Sunday 27 November 2011

Year's End

Autumn is sneaking past the church.
Two men in the churchyard
Give the dead a haircut,
Clearing out the tired straws
And dusty greens of summer.
Toadflax wanders on walls,
Unsure what to do next
Now that winter is going to shake its fist.
The beech trees have rusted like tin,
And the skinned boles of the elms
Point at the cucumber slice of the morning moon.
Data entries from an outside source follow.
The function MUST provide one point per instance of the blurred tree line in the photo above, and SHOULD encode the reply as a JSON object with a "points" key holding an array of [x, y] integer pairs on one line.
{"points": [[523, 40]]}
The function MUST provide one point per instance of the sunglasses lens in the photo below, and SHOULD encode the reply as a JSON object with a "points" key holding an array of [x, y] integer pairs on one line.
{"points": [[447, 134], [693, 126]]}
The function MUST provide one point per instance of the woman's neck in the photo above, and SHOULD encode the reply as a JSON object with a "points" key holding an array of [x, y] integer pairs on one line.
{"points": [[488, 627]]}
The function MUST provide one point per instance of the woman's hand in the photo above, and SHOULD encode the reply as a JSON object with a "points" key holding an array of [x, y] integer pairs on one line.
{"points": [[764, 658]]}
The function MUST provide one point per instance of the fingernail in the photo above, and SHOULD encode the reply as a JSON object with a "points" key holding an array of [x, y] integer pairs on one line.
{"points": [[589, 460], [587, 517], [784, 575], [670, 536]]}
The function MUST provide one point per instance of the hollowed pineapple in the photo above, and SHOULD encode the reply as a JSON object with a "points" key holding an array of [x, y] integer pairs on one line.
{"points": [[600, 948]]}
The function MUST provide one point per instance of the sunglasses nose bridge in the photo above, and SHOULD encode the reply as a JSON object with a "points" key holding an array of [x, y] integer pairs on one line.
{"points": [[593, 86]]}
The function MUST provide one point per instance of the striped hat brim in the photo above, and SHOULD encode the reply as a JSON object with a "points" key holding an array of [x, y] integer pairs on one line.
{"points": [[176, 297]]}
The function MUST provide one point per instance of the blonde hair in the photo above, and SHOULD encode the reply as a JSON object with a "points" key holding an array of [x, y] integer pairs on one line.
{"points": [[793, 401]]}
It is coming, it is coming,
Through all this dusty waiting –
The shriek out of darkness of winter,
The long slog through snow,
The hard crunch of ice underfoot,
And the wind, rasping from the sides of houses,
Polishing its collection of frost.

I remember last year
The first fall of snow, innocuous under lamplight.
I rushed home in the dark
As the wind shook dusters in my face.
When I got in I was larded with snow,
Finger-deep like a well-whipped pie-filling.
It was minutes before I discovered my feet
Still there in front of the fire...

Autumn-time and winter-time,
And the moment of the first damp shoot above ground –
I am in love with them all.

===============
© August 1984

Thursday 24 November 2011

The Sudden Man

Exodus 33: 18-23

In the smog of a half-burnt autumn day
When the shops were crowded, the buses late,
I passed a park and looked in at the gate –
The grass was deflated, trying to pray,
   And the trees had nothing to say.

I walked through the gloom with its sooty taste
And thought of the ageing blood in my head,
The caste-off past and friends now dead,
The moral commitments made in haste,
   The by-ways and the waste.

I watched as the final rose leaves fell
And lay in the ashes like holy men;
A blackbird scuttled away to its hen
And evening rang like a darkening bell
   Or an iron lid on a well.

I went back to the gate at the end of day
And passed in the mist a sudden man;
I saw only his back, his shoulders’ span,
But knew what it was he had to say –
   And I had found my way.

 ===============
© March 1980

Widsith

I cannot range the European plain
   Nor bear an armring from the distant courts;
I cannot sing the cruelty and pain
   Nor drunken warriors collapsed like noughts.

The muddy tracks are now all autobahns,
   The woods rush past and do not crouch in threat;
The king lists are ignored like someone’s yarns,
   The future of the tribe a misplaced bet.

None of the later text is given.